The average man thinks about sex 20 times a day or less, say researchers from Ohio State University. The people who think about sex most of all tend to be… people who are comfortable with the idea of sexuality itself.

The study suggests that men tend to think about physical needs more than women do – but those needs are often more prosaic ones, such as the need for a cheese sandwich or a nap.

The study actually sent students into the field to record what they were thinking about – and the researchers found that men focused on biological needs, such as eating and sleep more frequently than women do.

And the research discredits the persistent stereotype that men think about sex every seven seconds, which would amount to more than 8,000 thoughts about sex in 16 waking hours.

In the study, the median number of young men’s thought about sex stood at almost 19 times per day.

Young women in the study reported a median of nearly 10 thoughts about sex per day.

As a group, the men also thought about food almost 18 times per day and sleep almost 11 times per day, compared to women’s median number of thoughts about eating and sleep, at nearly 15 times and about 8 1/2 times, respectively.

The college-student participants carried a golf tally counter to track their thoughts about either eating, sleep or sex every day for a week. Each student was assigned to just one type of thought to record. Before receiving the tally counter, they had completed a number of questionnaires and were asked to estimate how often they had daily thoughts about eating, sleeping and sex.

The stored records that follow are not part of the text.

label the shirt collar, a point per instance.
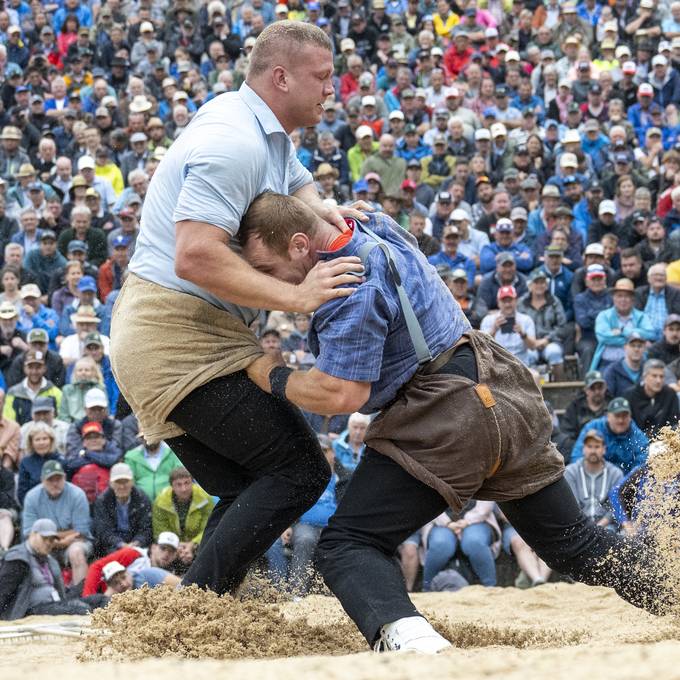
(265, 116)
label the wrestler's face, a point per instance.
(291, 267)
(308, 84)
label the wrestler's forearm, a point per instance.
(324, 394)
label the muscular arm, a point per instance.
(203, 256)
(314, 390)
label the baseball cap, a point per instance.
(93, 339)
(91, 427)
(593, 434)
(45, 527)
(96, 397)
(87, 283)
(51, 468)
(168, 538)
(594, 249)
(111, 569)
(77, 246)
(607, 207)
(505, 257)
(595, 270)
(618, 405)
(42, 404)
(363, 131)
(593, 377)
(120, 241)
(8, 310)
(121, 471)
(506, 292)
(537, 274)
(30, 290)
(37, 335)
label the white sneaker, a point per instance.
(411, 634)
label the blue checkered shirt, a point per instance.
(364, 337)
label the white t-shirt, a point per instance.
(232, 151)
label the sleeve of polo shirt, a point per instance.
(352, 335)
(219, 184)
(299, 176)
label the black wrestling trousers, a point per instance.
(259, 456)
(383, 505)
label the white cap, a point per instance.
(363, 131)
(498, 130)
(85, 162)
(594, 249)
(607, 207)
(121, 471)
(96, 397)
(568, 160)
(111, 569)
(168, 538)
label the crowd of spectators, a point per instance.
(533, 150)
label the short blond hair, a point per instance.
(280, 41)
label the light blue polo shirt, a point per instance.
(232, 151)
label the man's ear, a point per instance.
(299, 246)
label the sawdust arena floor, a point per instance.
(548, 633)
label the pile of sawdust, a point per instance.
(192, 623)
(659, 517)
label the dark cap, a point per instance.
(51, 468)
(618, 405)
(42, 404)
(593, 378)
(593, 434)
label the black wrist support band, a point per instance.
(278, 379)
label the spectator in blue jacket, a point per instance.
(349, 447)
(503, 242)
(450, 255)
(625, 442)
(587, 305)
(626, 372)
(41, 446)
(559, 278)
(35, 314)
(613, 326)
(666, 82)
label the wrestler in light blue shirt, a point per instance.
(232, 151)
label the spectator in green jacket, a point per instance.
(182, 508)
(151, 466)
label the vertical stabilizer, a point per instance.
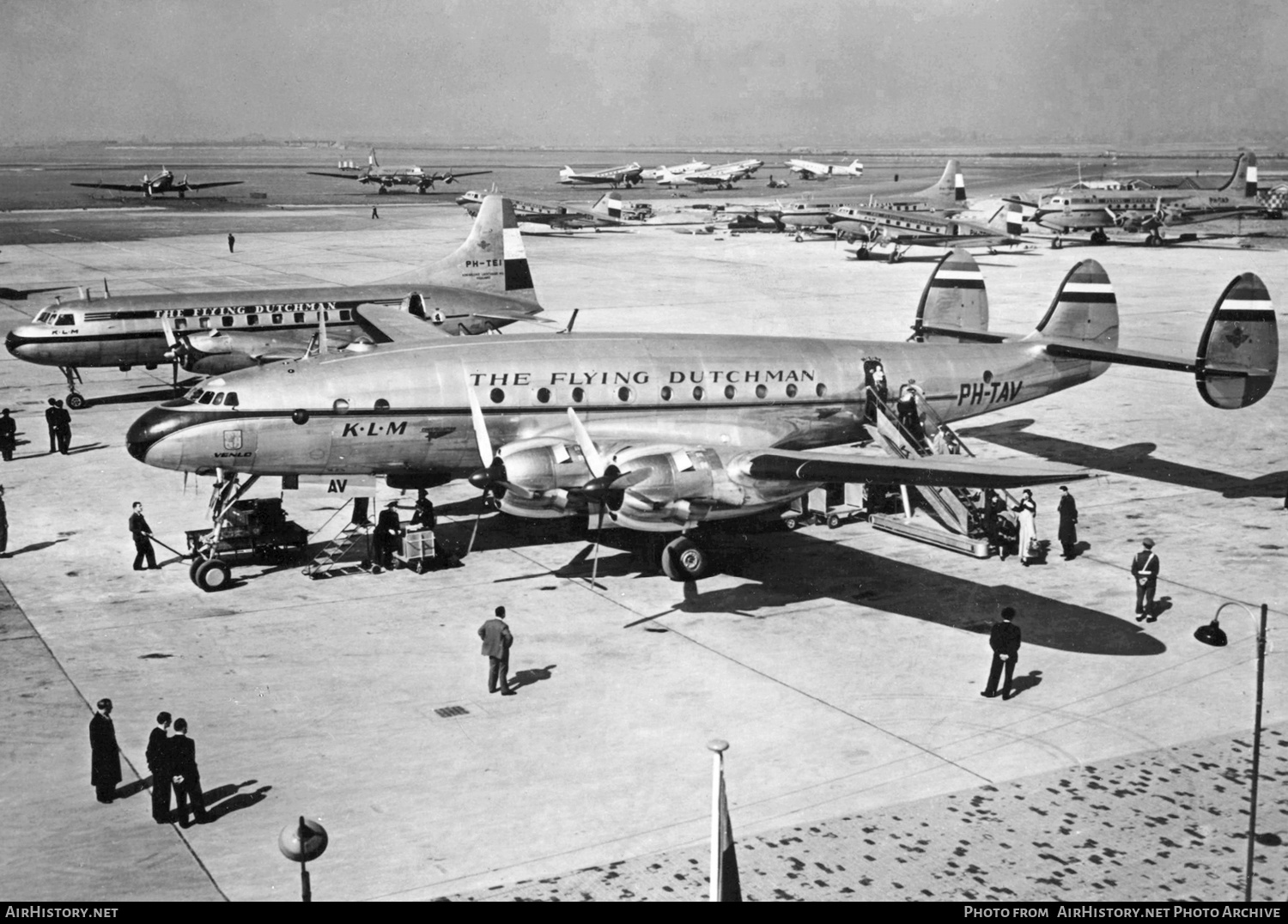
(491, 259)
(955, 299)
(1239, 350)
(1084, 308)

Overall, a participant’s comfort with sexuality was the best predictor for which person would have the most frequent daily thoughts about sex.

‘If you had to know one thing about a person to best predict how often they would be thinking about sex, you’d be better off knowing how they felt about sexuality, as opposed to knowing whether they were male or female,’ said Terri Fisher, professor of psychology at Ohio State University’s Mansfield campus and lead author of the study.

‘Frequency of thinking about sex is related to variables beyond one’s biological sex.’

Correcting this stereotype about men’s sexual thoughts is important, Fisher noted.

‘It’s amazing the way people will spout off these fake statistics that men think about sex nearly constantly and so much more often than women do,’ she said.

‘When a man hears a statement like that, he might think there’s something wrong with him because he’s not spending that much time thinking about sexuality, and when women hear about this, if they spend significant time thinking about sex they might think there’s something wrong with them.’